As coisas não mudaram muito do planeta em que fui criado para o planeta de meus filhos. Nos dois planetas e-mails, conhecidos como "cartas", não eram enviadas com um clique do dedo, mas com uma lambida da língua num papelzinho chamado "selo". Câmeras fotográficas precisavam de filme, uma tira de acetato enrolada num cartucho que era depois levado a um laboratório para produzir fotos de papel. Por serem caras, ninguém gastava filme com gatos ou esmalte de unha, só com filhos e parentes para guardar num álbum. O meu tinha capa de madeira envernizada. As fotos só podiam ser compartilhadas pessoalmente ou via correio, e nudes só eram encontrados em revistas para adultos e produzidas por adultos, nunca por crianças em frente ao espelho.
Tanto no planeta em que fui criado, como no de meus filhos, meninos ganhavam sapatinhos azuis ao nascer, e meninas rosa. Não havia "Ideologia de Gênero" e as crianças não corriam o risco de trombar com um adulto do sexo oposto num banheiro unissex. As escolas só podiam ser ocupadas por estudantes em dias de aula e quando tocava o sinal, e quem mandava na sala de aula era o professor. No intervalo as crianças brincavam de aviãozinho, mas só correndo de braços esticados e desarmadas. Nos dois planetas, no meu e no de meus filhos, as crianças saíam da escola sabendo ler e escrever em um idioma que chamávamos de "Língua Portuguesa".
Para viajar usava-se um GPS feito de papel e conhecido como "mapa". Não era preciso recarregar, só dobrar. Em casa tocávamos música num player chamado "vitrola", e os arquivos mp3 eram baixados de lojas reais e já gravados em CDs pretos de vinil. Havia CDs de diferentes tamanhos: "LP", "Compacto Simples" ou "Compacto Duplo".
No planeta de meus filhos os discos riscavam, mas não se quebravam com facilidade, uma evolução se comparados aos do planeta em que nasci, feitos de um material frágil como vidro.

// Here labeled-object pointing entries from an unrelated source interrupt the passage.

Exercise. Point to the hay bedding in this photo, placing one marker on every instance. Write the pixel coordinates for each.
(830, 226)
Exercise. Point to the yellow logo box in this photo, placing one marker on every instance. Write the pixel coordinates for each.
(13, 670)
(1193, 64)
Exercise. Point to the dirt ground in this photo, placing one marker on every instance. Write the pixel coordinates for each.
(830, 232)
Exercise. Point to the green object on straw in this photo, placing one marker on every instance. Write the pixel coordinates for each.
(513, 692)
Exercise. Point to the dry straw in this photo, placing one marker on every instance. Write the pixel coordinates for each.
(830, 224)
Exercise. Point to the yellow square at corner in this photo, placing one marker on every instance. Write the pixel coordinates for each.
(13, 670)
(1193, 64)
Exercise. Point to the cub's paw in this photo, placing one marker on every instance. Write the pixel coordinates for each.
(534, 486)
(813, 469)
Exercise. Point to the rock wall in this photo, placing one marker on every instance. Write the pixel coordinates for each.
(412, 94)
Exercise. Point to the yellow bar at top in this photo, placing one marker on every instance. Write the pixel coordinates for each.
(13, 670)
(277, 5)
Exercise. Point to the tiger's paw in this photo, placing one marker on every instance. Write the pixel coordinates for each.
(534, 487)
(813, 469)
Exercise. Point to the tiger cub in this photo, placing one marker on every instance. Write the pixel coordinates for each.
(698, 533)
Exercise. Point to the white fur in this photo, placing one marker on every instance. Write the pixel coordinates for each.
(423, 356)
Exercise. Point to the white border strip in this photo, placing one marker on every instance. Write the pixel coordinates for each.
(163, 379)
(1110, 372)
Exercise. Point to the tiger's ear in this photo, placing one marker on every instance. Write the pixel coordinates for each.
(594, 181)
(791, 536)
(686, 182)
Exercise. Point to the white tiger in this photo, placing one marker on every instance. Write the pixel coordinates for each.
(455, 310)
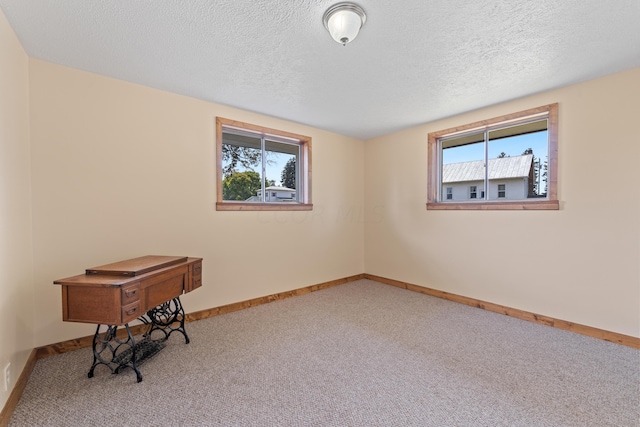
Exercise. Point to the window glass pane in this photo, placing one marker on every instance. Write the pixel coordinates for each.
(241, 167)
(281, 170)
(462, 167)
(518, 157)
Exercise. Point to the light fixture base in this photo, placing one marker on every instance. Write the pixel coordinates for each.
(343, 21)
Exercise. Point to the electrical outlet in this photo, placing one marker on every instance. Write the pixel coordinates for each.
(7, 377)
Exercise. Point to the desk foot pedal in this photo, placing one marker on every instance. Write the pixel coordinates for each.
(118, 353)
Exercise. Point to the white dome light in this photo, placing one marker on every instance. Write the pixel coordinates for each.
(343, 21)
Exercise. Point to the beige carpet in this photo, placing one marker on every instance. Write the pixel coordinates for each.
(360, 354)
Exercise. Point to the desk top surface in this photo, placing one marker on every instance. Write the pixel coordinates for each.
(123, 272)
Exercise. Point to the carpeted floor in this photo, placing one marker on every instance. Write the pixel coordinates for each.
(359, 354)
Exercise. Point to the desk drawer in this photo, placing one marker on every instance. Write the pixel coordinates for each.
(131, 293)
(130, 312)
(194, 278)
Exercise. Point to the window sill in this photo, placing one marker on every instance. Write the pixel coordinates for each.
(240, 206)
(495, 206)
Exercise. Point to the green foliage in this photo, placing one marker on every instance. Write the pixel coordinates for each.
(234, 156)
(241, 185)
(288, 176)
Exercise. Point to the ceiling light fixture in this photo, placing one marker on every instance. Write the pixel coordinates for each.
(343, 21)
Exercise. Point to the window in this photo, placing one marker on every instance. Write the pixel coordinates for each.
(502, 190)
(252, 158)
(517, 150)
(473, 192)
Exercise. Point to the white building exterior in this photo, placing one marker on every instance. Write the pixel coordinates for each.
(509, 179)
(277, 194)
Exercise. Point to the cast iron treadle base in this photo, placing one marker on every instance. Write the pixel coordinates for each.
(167, 318)
(143, 349)
(118, 353)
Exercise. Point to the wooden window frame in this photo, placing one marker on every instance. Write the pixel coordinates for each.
(549, 203)
(305, 165)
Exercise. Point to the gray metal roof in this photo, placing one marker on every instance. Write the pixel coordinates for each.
(502, 168)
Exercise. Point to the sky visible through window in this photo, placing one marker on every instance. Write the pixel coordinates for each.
(275, 165)
(513, 146)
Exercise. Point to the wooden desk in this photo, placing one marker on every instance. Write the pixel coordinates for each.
(146, 288)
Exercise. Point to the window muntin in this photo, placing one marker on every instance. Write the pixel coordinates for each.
(518, 150)
(261, 168)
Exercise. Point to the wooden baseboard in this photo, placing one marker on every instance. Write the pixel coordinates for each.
(203, 314)
(78, 343)
(614, 337)
(18, 389)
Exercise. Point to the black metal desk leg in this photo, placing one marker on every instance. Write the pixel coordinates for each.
(168, 318)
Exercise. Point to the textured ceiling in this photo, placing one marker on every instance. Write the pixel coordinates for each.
(414, 61)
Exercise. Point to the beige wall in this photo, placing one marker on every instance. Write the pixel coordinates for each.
(94, 170)
(121, 170)
(580, 264)
(16, 285)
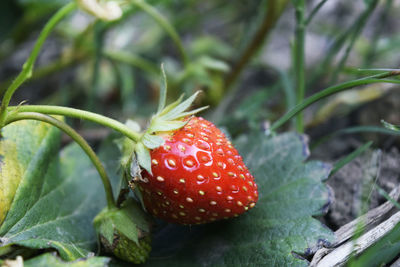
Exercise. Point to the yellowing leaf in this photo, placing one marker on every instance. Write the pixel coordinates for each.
(20, 142)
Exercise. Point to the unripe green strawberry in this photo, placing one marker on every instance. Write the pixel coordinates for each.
(125, 232)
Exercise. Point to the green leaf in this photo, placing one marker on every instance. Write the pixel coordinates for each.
(26, 150)
(143, 157)
(152, 141)
(281, 224)
(57, 197)
(49, 259)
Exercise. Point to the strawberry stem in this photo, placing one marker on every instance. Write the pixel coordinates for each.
(78, 139)
(81, 114)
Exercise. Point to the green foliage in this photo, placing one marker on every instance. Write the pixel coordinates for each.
(48, 259)
(280, 226)
(57, 198)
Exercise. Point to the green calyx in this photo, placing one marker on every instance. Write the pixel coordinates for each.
(125, 231)
(167, 119)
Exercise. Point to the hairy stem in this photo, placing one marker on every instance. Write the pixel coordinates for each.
(77, 138)
(80, 114)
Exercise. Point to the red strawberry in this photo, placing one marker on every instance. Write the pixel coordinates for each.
(197, 177)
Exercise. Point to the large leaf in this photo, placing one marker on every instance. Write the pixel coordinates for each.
(276, 231)
(49, 259)
(57, 197)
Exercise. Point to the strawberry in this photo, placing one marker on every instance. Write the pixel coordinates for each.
(197, 176)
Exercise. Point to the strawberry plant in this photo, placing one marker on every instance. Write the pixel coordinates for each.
(205, 180)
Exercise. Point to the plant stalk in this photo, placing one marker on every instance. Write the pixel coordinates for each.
(299, 65)
(78, 139)
(80, 114)
(379, 78)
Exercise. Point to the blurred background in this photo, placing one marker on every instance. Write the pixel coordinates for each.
(239, 53)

Um dia inesquecível foi quando saí pela casa carregando a coleção de música italiana de meu pai numa pilha de discos 78 rpm. Quando ele me viu, gritou para eu largar. Naquele planeta obedecíamos aos pais, e eu larguei.
No planeta de meus filhos já era possível ouvir música no carro e na rua usando fitas K7. Como o player era grande demais, quase ninguém era visto levando um a tiracolo, e a perda da audição das crianças só começava quando chegavam à terceira idade.
Os auditórios – que na Terra são chamados de "igrejas neo-pentecostais" – lá eram chamados de "cinema" ou "teatro", e você só pagava para entrar. Uma vez dentro, ninguém pedia dinheiro. As crianças eram levadas àqueles lugares só quando havia uma programação adequada, pois existia uma filtragem chamada "Censura" e a idade era verificada na porta. Ao contrário do que ocorre hoje na Terra, era impossível uma criança assistir pornô no telefone. Estes eram usados só para telefonar.
As crianças do planeta onde cresci eram esqueléticas, leves e ágeis. Eu tinha uma Tia Bete, mas nunca ouvi de algum menino que tivesse diabetes. Refrigerante só em festa de aniversário de primo rico. Na TV não passava UFC – Ultimate Fighting Championship – porque tínhamos TPS – Te Pego na Saída – ao vivo todos os dias na saída da escola. Quem perdia não ficava recalcado e nem vitimizado. Só chorava e pronto, porque ainda não tinha sido inventado o bullying.
Os "games" eram jogados em praças, ruas e quintais usando pernas e braços, e não apenas dedos. No planeta em que meus filhos foram criados já existiam consoles de videogame, mas para jogar com um amiguinho era preciso ele vir à sua casa ou você ir à casa dele. Ninguém jogava ou namorava sem se encontrar pessoalmente, e não existiam emoticons, emojis ou smileys para demonstrar sentimentos. Todos usavam expressões faciais.
Hoje quando visito a casa de minha filha aqui no planeta Terra, chego a achar que ela exagera em seus receios, limites e regras para proteger meus netos da atmosfera poluída que sai dos canos de descarga da Internet, TV a cabo e redes sociais. Aí ela precisa me lembrar de que não sou deste planeta, e não sou mesmo. Dou meus palpites mas confesso que eu nem saberia com criar uma criança hoje no planeta Terra. Afinal, fui criado no planeta "Sessenta Anos Atrás" e criei meus filhos no mundo de "Trinta Anos Atrás". Quando pequenos, tenros e vulneráveis, nem eu e nem eles ficamos expostos a uma tamanha carga de radiação moral, degradante e mortal como a que envenena o planeta Terra atual.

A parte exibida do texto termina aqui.